Recently in the dharma community there has been a decided turn outward, and that movement seems destined to continue. Many spiritual sanghas have started neighborhood development projects and AIDS hospices, while other Buddhist groups are very active in the peace and environmental movements. At insight meditation retreats there has been a new emphasis on metta bhavana, the development of compassion and loving kindness, another sign that our awareness is becoming more inclusive.
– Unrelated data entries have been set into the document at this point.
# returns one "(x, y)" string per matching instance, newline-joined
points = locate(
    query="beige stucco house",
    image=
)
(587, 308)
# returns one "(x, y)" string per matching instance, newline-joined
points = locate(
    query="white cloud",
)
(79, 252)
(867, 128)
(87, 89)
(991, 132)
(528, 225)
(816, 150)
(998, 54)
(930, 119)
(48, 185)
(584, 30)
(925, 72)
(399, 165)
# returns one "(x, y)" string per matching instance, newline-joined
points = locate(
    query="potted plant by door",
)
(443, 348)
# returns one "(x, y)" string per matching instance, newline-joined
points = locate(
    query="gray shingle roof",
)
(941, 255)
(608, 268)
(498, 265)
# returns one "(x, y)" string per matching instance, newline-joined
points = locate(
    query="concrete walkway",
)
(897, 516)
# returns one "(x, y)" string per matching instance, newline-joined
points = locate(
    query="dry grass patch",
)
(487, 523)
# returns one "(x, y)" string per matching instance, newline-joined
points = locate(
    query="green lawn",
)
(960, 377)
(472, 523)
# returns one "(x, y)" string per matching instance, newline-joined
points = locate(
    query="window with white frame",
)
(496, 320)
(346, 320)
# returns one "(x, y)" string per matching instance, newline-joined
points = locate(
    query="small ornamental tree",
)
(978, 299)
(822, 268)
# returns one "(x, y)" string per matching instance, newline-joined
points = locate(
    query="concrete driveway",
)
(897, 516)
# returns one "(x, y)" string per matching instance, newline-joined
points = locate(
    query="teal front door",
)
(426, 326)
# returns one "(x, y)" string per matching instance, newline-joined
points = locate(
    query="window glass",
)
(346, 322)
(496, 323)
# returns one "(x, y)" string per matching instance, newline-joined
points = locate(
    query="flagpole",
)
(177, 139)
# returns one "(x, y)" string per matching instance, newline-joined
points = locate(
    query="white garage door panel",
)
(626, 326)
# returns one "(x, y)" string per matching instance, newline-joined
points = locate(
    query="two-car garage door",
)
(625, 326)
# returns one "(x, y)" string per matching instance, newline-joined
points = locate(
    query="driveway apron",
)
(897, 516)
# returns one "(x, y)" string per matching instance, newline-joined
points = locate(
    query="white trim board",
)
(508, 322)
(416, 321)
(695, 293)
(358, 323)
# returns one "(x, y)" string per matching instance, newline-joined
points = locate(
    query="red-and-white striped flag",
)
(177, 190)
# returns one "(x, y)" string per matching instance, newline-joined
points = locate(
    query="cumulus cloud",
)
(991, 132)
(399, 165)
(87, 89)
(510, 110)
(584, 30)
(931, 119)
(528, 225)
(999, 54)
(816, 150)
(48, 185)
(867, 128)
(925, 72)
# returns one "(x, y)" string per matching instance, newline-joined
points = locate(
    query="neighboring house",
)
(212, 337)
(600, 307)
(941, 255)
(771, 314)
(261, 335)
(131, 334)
Maybe after a couple of decades of self-absorption, we have finally realized that there is no self to be absorbed with, and so we now can get on with the healing of the collective mind/body.
So the meditation period has ended and it’s time to sweep the zendo. While we are sweeping let’s remember that it is all perfect, even the dirt, and that the path is bound to get dirty again. Like clowns, just when we finish sweeping we will turn around and discover that it is time to start over. This is simply the human condition. We might as well do the work with joy, or at least equanimity, knowing that this is the story we were born into, the plot of this incarnation.
What else can we do? Whatever we can, is the answer. Perhaps a better question is, what can we be. As Gandhi said, “My life is my message,” and although few of us will achieve his level of purity or a life that resonates with that kind of power, the goal is clear. Gandhi also said, “Full effort is full victory.”
Finally, just in case the apocalypse is closer than we think, I would advise everyone to make their peace with the Tao (choose your own creator, sustainer or container). Then, with a cosmic perspective in our pockets, nonduality in our hearts, and harmony as the background music, we might all try our best to bring peace and simplicity into our lives and the lives of those around us. And every now and then we should remember to look in the mirror and laugh.